A generalized Polya's urn with graph based interactions

TL;DR

This paper studies a generalized Polya's urn model on graphs, analyzing how the proportion of balls in bins evolves and converges, revealing conditions for unique or uniform limiting distributions based on graph structure and parameters.

Contribution

It introduces a dynamical systems approach to characterize the limiting behavior of a graph-based Polya's urn with power-dependent probabilities, extending previous models.

Findings

For a<1, the proportions converge to a unique nonzero vector.

In regular, non-bipartite graphs with a≤1, the proportions converge to the uniform distribution.

The limit set is contained within the equilibria of an associated vector field.

Abstract

Given a finite connected graph G, place a bin at each vertex. Two bins are called a pair if they share an edge of G. At discrete times, a ball is added to each pair of bins.
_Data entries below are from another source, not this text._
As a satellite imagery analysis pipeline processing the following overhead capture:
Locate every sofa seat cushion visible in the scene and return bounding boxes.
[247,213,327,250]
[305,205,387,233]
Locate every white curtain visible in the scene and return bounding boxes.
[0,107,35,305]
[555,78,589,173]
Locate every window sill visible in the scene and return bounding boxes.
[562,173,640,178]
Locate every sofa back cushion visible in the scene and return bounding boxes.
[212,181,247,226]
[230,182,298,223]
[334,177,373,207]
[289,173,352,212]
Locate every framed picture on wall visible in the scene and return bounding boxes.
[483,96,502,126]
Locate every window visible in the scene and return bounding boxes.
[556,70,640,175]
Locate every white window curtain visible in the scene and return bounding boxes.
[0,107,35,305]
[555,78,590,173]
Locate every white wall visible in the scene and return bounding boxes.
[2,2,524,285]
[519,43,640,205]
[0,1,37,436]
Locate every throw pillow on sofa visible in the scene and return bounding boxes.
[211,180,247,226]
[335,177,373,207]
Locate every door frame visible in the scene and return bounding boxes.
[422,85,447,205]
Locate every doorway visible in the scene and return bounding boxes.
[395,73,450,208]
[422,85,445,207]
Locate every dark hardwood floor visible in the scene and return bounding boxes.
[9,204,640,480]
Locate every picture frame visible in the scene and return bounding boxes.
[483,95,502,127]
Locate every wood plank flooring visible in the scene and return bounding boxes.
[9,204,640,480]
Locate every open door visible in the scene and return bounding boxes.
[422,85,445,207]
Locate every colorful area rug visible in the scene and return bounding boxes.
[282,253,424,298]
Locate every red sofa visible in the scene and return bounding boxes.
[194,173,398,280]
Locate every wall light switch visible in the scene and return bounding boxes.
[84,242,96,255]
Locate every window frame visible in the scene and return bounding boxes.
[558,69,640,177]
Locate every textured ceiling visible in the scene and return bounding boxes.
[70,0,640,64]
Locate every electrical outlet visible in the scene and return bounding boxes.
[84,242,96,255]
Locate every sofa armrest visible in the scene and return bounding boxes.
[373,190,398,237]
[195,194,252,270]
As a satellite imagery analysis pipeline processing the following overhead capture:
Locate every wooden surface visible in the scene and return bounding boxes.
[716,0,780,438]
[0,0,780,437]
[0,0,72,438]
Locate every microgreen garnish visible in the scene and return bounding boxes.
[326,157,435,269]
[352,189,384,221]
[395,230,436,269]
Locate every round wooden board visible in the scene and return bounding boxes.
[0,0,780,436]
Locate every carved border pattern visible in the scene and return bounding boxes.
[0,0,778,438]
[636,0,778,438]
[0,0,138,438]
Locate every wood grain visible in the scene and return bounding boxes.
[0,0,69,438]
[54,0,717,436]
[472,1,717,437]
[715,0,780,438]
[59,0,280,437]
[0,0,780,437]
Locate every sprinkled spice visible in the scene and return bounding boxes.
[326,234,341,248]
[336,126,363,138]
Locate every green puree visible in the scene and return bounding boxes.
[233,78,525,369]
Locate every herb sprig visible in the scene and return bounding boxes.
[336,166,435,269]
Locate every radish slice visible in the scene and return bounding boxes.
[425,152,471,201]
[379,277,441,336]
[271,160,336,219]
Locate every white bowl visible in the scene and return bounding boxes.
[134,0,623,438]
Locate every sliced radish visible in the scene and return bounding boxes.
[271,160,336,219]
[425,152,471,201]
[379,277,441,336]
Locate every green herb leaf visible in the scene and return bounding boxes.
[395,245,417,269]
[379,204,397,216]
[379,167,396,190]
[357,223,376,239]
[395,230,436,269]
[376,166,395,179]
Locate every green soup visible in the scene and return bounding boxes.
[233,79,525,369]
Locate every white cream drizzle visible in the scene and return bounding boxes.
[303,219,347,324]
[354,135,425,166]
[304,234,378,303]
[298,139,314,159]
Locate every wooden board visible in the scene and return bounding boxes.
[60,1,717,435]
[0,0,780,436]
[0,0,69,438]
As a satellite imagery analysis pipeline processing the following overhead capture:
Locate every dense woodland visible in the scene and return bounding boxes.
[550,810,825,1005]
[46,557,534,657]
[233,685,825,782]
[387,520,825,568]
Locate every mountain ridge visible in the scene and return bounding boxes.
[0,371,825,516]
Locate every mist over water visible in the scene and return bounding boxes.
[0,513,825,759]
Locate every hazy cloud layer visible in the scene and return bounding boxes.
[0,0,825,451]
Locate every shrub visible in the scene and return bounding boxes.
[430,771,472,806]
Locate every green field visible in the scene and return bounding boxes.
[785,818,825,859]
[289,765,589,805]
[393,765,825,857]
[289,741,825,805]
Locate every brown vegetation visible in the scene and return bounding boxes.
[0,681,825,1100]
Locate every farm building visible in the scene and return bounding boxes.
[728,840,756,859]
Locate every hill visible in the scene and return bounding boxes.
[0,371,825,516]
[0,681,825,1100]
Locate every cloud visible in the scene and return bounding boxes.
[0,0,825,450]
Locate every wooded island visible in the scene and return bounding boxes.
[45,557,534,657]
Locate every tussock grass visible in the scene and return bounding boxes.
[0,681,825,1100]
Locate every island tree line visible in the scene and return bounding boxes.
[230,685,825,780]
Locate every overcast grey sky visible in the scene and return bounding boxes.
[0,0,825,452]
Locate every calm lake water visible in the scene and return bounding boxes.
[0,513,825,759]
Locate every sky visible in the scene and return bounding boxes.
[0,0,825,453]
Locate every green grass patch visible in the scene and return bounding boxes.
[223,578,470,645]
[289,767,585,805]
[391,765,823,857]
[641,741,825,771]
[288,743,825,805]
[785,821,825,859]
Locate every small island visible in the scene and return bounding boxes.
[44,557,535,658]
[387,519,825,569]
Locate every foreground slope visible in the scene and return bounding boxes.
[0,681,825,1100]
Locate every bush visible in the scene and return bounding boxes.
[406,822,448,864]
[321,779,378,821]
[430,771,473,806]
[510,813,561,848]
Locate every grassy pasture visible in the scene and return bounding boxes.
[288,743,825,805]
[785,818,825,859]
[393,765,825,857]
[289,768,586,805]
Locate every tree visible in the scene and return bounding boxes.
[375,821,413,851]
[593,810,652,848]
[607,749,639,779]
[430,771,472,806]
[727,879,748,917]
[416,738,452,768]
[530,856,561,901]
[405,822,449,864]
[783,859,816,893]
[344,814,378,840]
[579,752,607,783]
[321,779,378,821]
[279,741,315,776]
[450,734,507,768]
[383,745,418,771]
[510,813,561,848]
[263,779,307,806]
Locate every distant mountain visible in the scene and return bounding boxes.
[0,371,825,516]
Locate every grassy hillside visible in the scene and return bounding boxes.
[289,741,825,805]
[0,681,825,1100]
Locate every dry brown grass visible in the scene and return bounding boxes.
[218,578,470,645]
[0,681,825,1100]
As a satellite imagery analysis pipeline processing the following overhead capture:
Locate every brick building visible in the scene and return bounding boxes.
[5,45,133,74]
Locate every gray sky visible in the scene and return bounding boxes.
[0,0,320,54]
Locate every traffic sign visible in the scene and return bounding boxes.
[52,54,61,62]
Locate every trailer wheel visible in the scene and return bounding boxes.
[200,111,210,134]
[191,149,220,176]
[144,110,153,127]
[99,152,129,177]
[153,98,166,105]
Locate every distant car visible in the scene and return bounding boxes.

In a pair of bins, one of the bins gets the ball with probability proportional to its current number of balls raised by some fixed power a>0. We characterize the limiting behavior of the proportion of balls in the bins. The proof uses a dynamical approach to relate the proportion of balls to a vector field. Our main result is that the limit set of the proportion of balls is contained in the equilibria set of the vector field. We also prove that if a<1 then there is a single point v=v(G,a) with nonzero entries such that the proportion converges to v almost surely. A special case is when G is regular and a is at most 1. We show e.g. that if G is non-bipartite then the proportion of balls in the bins converges to the uniform measure almost surely.